The more often a song appears, the more likely it is to be clicked, liked or shared. Each of these steps further enhances the effect.

Also read: AI in the charts

The snowball effect with AI playlists

This phenomenon is not limited to TikTok alone. Due to the growing attention, more and more users are actively searching for the song on Spotify, Apple Music or YouTube Music, playing it and saving it in their own playlists.

This is exactly where the streaming services’ recommendation systems come into play.

AI playlists recommendations on Spotify

Sudden peaks in streams, saves and replays are considered strong signals. The result: The song appears more often in automated playlists, radios and mixes – even among listeners who never consciously looked for it.

This creates a cycle of platform signals that makes music visible, not because it was actively chosen, but because algorithms increase attention.

Listening to music: Will streaming become a passive experience?

What happens when AI-supported systems record and react to our listening behavior in ever more detail? Music is then increasingly just delivered.

Every skip, every listen and every save confirms to the algorithms what “works”. On this basis, they put together AI playlists that should run for as long as possible. Not because they are surprising: they should seem familiar.

AI playlists avoid risks.

The result: music becomes background accompaniment. She no longer demands a decision. It continues even if we are not consciously listening.

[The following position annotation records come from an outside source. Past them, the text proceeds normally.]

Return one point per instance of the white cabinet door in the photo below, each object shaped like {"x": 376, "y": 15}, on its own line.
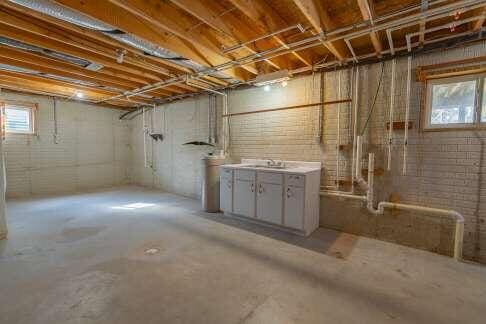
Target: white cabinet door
{"x": 226, "y": 193}
{"x": 244, "y": 198}
{"x": 294, "y": 207}
{"x": 269, "y": 202}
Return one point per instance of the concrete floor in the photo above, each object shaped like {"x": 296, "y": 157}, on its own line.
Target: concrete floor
{"x": 83, "y": 259}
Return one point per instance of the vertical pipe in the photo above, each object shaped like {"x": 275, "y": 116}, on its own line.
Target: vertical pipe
{"x": 359, "y": 149}
{"x": 55, "y": 135}
{"x": 407, "y": 113}
{"x": 371, "y": 173}
{"x": 225, "y": 124}
{"x": 338, "y": 139}
{"x": 152, "y": 142}
{"x": 144, "y": 132}
{"x": 321, "y": 107}
{"x": 392, "y": 104}
{"x": 210, "y": 104}
{"x": 355, "y": 126}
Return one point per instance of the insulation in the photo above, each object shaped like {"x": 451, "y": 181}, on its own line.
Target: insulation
{"x": 39, "y": 50}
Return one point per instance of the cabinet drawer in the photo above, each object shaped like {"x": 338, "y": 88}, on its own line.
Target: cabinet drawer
{"x": 295, "y": 180}
{"x": 270, "y": 177}
{"x": 245, "y": 175}
{"x": 226, "y": 173}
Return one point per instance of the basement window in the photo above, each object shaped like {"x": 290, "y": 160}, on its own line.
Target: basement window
{"x": 19, "y": 118}
{"x": 458, "y": 102}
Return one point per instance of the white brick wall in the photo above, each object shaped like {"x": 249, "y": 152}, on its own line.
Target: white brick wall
{"x": 93, "y": 149}
{"x": 445, "y": 169}
{"x": 176, "y": 166}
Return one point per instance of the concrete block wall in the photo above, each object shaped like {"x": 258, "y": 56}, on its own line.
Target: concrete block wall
{"x": 92, "y": 151}
{"x": 444, "y": 169}
{"x": 175, "y": 167}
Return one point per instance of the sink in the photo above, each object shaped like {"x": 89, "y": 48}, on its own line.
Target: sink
{"x": 278, "y": 167}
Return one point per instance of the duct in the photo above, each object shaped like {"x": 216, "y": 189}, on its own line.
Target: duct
{"x": 60, "y": 12}
{"x": 39, "y": 50}
{"x": 63, "y": 13}
{"x": 12, "y": 68}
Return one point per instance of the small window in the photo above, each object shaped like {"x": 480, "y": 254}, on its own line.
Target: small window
{"x": 19, "y": 118}
{"x": 456, "y": 102}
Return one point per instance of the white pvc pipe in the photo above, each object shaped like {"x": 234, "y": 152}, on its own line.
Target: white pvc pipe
{"x": 392, "y": 104}
{"x": 144, "y": 134}
{"x": 407, "y": 113}
{"x": 338, "y": 140}
{"x": 355, "y": 127}
{"x": 343, "y": 195}
{"x": 3, "y": 186}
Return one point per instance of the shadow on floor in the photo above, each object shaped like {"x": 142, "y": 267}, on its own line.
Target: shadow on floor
{"x": 325, "y": 241}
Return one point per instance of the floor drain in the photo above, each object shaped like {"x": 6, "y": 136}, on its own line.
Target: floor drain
{"x": 152, "y": 251}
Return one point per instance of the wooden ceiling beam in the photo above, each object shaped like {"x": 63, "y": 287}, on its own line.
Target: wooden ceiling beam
{"x": 310, "y": 10}
{"x": 213, "y": 19}
{"x": 123, "y": 20}
{"x": 133, "y": 53}
{"x": 42, "y": 42}
{"x": 151, "y": 13}
{"x": 58, "y": 65}
{"x": 267, "y": 20}
{"x": 106, "y": 55}
{"x": 479, "y": 24}
{"x": 367, "y": 13}
{"x": 77, "y": 87}
{"x": 14, "y": 88}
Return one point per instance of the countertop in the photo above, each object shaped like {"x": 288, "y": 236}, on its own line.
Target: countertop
{"x": 290, "y": 169}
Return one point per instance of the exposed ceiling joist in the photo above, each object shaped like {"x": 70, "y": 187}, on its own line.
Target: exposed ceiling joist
{"x": 311, "y": 12}
{"x": 267, "y": 20}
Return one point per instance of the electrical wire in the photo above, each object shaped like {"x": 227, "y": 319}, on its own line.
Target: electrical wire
{"x": 374, "y": 99}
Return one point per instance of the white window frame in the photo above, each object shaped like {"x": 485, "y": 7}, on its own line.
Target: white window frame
{"x": 30, "y": 107}
{"x": 479, "y": 78}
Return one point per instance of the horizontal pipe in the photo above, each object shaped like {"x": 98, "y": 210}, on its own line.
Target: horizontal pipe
{"x": 317, "y": 38}
{"x": 240, "y": 45}
{"x": 338, "y": 194}
{"x": 325, "y": 103}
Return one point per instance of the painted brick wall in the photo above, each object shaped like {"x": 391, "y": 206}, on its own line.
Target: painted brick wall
{"x": 93, "y": 149}
{"x": 444, "y": 170}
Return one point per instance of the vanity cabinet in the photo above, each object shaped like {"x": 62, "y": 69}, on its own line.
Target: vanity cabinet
{"x": 273, "y": 197}
{"x": 244, "y": 191}
{"x": 226, "y": 190}
{"x": 269, "y": 197}
{"x": 294, "y": 202}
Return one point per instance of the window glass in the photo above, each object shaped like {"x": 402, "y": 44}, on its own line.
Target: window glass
{"x": 18, "y": 119}
{"x": 453, "y": 103}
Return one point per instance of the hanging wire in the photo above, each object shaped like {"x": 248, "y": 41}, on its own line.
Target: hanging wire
{"x": 374, "y": 99}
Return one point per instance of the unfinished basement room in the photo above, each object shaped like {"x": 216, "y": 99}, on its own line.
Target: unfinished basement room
{"x": 242, "y": 161}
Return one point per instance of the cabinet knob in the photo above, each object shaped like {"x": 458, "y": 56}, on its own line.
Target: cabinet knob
{"x": 260, "y": 189}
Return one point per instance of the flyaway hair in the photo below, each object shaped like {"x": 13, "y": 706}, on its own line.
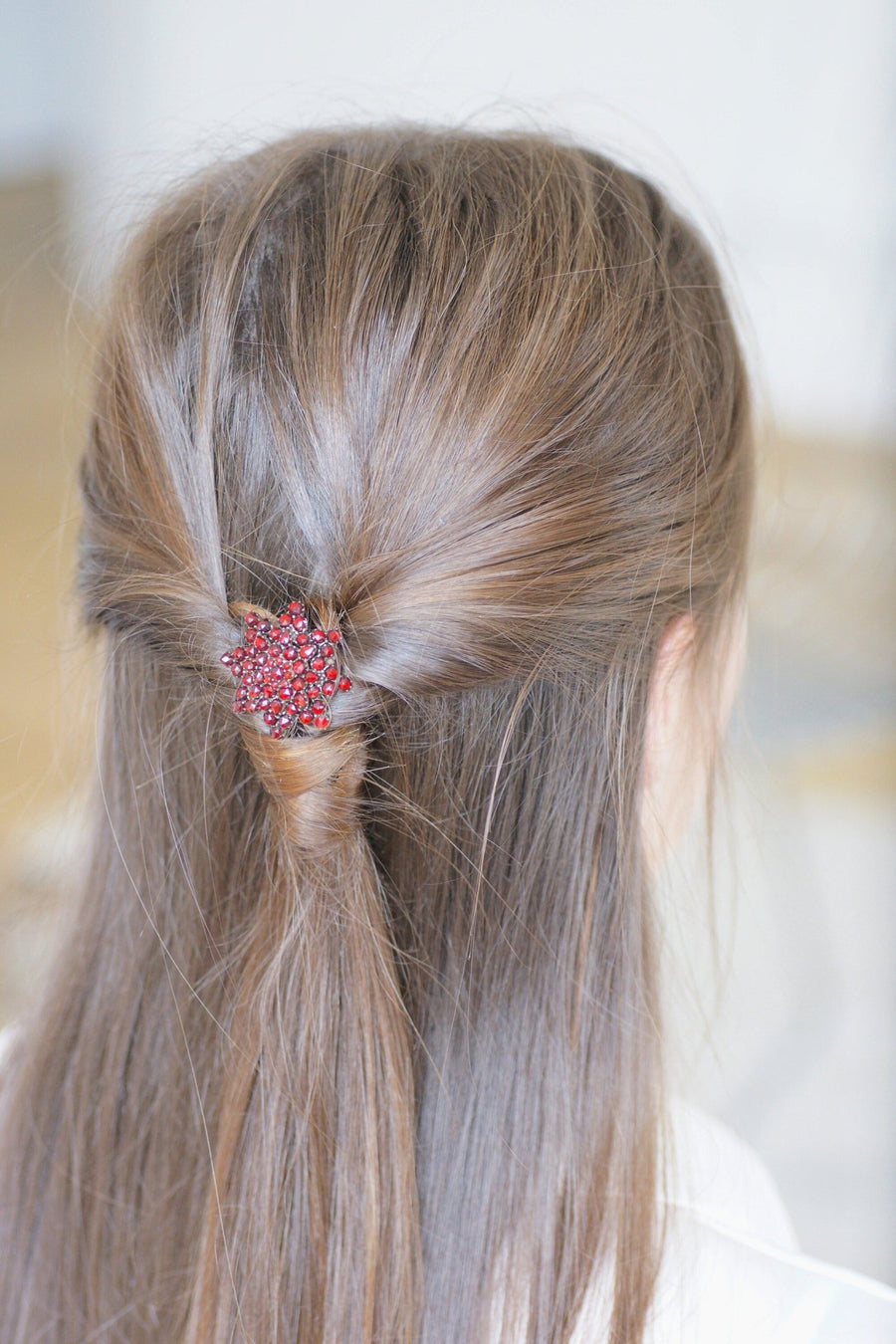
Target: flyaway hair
{"x": 356, "y": 1037}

This is exactly where the danger lies.

If music selection is automated by machines, we as humans will forget it. New artists, unfamiliar styles or breaks in the listening flow have a harder time because they increase the risk of being skipped.

And that brings us full circle back to where we all wanted to go for more “good music”: classic Top 40 radio.

Similar songs, similar moods. More hits, more top hits. As little friction as possible.

The only difference is that this “radio station” with the AI ​​playlists is individually tailored to you as a listener.

Do we want to leave the decision to her permanently?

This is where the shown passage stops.